Read coverage of selected introns in the prostate cancer and the normal control sample. IGV views of representative cases of introns from different genes comparing prostate cancer versus normal samples. a Intron located at chr9:76,782,833–76,783,704 of PCA3; b Introns located at chr9:74,630,368–74,634,630 and chr9:74,634,773–74,642,413 of RORB; and c Intron located at chrX:100,662,368–100,664,773 of SRPX2. Tumor and normal samples are represented in red and blue, respectively. The figure shows only one of the two sample replicates. For both replicates, see Additional file 1: Fig. S8

Variation in splicing efficiency can be also observed among protein coding genes. The retinoic acid-related orphan receptor β (RORβ, encoded by the gene RORB) was recently reported to inhibit tumorigenesis in colorectal cancer in vivo. When RORβ was overexpressed, tumorigenic capacity of the cells was significantly reduced, suggesting that this protein acts as a tumor suppressor in colorectal cancer [34]. Intriguingly, we found two of the RORB introns—located at chr9:74,630,368–74,634,630 and chr9:74,634,773–74,642,413—to have reduced splicing efficiencies in the prostate cancer sample (SEs of 0.99 and 0.98 in the normal control and 0.63 and 0.60 in the tumor, respectively) (Fig. 5b).
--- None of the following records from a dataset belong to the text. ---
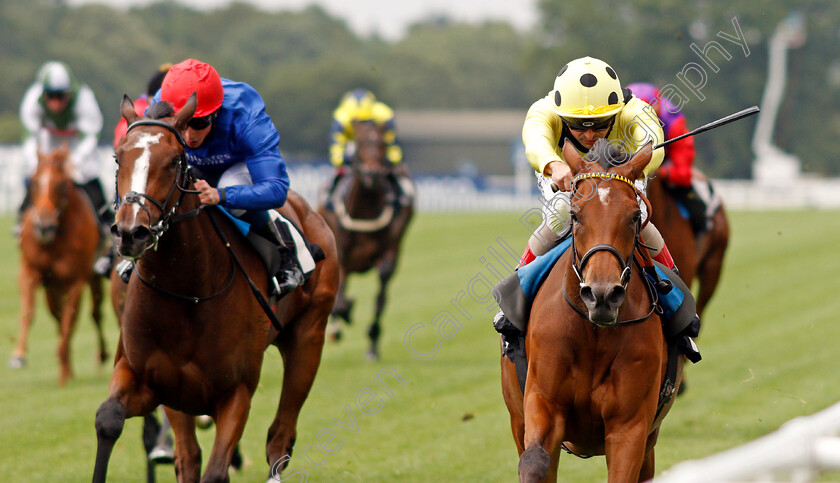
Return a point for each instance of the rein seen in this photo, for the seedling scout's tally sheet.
(578, 263)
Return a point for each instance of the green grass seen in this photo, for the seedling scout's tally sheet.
(768, 345)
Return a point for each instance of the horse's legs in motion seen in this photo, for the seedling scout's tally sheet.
(29, 281)
(230, 423)
(127, 399)
(386, 270)
(300, 345)
(65, 311)
(151, 428)
(187, 451)
(543, 435)
(95, 283)
(342, 306)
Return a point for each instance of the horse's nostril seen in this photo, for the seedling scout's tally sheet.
(587, 295)
(615, 296)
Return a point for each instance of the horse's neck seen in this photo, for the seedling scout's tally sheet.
(188, 250)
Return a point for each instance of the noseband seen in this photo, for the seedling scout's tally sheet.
(579, 263)
(182, 178)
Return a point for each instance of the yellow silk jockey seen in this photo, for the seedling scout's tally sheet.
(360, 105)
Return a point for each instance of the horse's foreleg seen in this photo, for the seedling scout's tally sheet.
(67, 324)
(95, 283)
(513, 400)
(187, 451)
(127, 399)
(386, 270)
(543, 435)
(301, 350)
(28, 280)
(625, 449)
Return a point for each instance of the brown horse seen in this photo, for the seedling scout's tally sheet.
(58, 240)
(369, 222)
(596, 351)
(193, 331)
(698, 257)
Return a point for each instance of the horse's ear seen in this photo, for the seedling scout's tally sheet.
(186, 113)
(127, 110)
(572, 157)
(633, 168)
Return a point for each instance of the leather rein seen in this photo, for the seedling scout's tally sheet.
(578, 263)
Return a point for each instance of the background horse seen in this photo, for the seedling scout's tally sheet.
(699, 256)
(59, 239)
(369, 221)
(596, 351)
(193, 332)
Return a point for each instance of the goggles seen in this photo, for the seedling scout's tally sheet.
(596, 124)
(200, 123)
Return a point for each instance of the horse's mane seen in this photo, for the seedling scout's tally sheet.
(607, 155)
(161, 109)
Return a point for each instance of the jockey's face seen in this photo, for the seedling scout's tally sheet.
(195, 137)
(57, 102)
(588, 137)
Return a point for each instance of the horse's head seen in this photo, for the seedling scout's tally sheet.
(49, 189)
(606, 221)
(152, 175)
(370, 163)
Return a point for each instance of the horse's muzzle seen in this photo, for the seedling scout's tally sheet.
(131, 242)
(603, 302)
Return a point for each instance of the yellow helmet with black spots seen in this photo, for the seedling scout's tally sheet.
(587, 88)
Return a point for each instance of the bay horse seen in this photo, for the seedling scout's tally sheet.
(59, 240)
(595, 347)
(369, 223)
(194, 330)
(698, 257)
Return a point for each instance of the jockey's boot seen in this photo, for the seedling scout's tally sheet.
(500, 321)
(289, 276)
(663, 285)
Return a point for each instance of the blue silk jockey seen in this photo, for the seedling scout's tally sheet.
(233, 146)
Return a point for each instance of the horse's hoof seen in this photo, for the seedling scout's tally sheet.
(17, 362)
(203, 422)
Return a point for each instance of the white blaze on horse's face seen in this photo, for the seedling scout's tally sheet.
(604, 194)
(140, 175)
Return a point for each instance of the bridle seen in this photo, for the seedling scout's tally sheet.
(181, 183)
(578, 263)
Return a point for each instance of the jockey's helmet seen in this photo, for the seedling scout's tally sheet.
(362, 101)
(587, 89)
(191, 76)
(55, 78)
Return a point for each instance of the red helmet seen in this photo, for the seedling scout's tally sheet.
(191, 76)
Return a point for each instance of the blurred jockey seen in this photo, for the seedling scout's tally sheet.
(679, 155)
(360, 105)
(56, 109)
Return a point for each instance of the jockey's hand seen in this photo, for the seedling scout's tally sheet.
(209, 195)
(560, 174)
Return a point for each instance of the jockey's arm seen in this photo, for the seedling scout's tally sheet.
(681, 154)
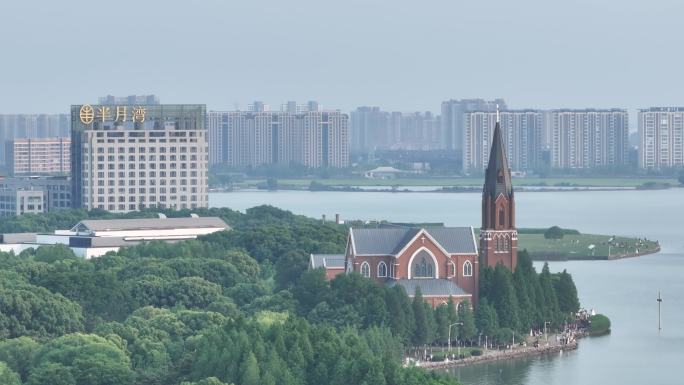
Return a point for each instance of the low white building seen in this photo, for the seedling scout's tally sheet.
(96, 237)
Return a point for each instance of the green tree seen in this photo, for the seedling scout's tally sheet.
(311, 289)
(289, 268)
(551, 310)
(442, 320)
(566, 292)
(554, 232)
(89, 360)
(525, 306)
(467, 331)
(18, 354)
(8, 376)
(53, 374)
(486, 318)
(503, 297)
(420, 327)
(27, 310)
(249, 370)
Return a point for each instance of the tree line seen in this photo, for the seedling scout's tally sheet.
(229, 308)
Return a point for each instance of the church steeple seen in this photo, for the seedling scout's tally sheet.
(498, 175)
(498, 236)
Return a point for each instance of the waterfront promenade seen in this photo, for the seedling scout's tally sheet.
(552, 347)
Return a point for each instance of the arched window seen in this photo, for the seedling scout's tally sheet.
(365, 269)
(423, 266)
(467, 269)
(382, 269)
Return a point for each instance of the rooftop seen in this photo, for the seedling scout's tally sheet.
(429, 287)
(330, 261)
(148, 224)
(390, 241)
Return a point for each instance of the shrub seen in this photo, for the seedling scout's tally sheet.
(600, 324)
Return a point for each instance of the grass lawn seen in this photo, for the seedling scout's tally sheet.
(447, 182)
(578, 246)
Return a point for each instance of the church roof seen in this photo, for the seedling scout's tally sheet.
(454, 240)
(329, 261)
(498, 164)
(429, 287)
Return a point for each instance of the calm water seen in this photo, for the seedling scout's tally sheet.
(625, 290)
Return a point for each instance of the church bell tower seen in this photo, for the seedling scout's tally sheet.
(498, 235)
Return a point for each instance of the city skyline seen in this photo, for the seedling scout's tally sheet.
(576, 69)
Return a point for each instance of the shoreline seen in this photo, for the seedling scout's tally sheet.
(613, 257)
(443, 190)
(524, 352)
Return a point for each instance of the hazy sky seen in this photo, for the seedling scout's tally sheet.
(398, 54)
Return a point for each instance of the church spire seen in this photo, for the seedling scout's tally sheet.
(498, 236)
(498, 175)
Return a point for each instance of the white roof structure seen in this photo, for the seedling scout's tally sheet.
(105, 227)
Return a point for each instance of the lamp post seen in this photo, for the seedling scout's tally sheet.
(545, 334)
(660, 300)
(449, 339)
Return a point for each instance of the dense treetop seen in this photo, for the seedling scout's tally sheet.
(236, 307)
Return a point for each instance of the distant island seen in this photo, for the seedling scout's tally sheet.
(572, 245)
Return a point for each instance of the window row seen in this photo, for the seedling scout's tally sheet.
(422, 269)
(153, 149)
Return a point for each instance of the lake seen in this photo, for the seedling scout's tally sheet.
(625, 290)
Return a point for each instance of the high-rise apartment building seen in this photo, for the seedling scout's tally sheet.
(521, 132)
(30, 126)
(372, 129)
(661, 135)
(453, 118)
(589, 138)
(126, 157)
(249, 139)
(39, 156)
(368, 129)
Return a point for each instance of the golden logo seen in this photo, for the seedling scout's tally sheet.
(87, 114)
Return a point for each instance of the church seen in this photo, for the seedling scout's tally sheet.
(444, 262)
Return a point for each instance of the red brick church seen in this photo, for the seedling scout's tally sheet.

Contrasting, Sushi repeat-containing protein X‐linked 2, or simply SRPX2, shows the opposite splicing efficiency profile with an intron at the coordinates chrX:100,662,368–100,664,773 being less efficiently spliced in the control sample (SE of 0.59) than in the tumor (SE of 0.90, Fig. 5c). Previous studies showed SRPX2 to play an important role in cancer development and progression. In colorectal cancer, the overexpression of SRPX2 may promote invasiveness of tumor cells [35], and in prostate cancer, a knockdown of SRPX2 affected the proliferation, migration and invasion of cancer cells by partially suppressing the PI3K/Akt/mTOR signaling pathway [36]. PI3K/Akt/mTOR regulates cell proliferation and survival in different cancer types and is usually activated in advanced prostate cancer [37, 38]. Furthermore, the suppression of this signaling pathway was reported to reduce cell motility and invasion in prostate cancer [39].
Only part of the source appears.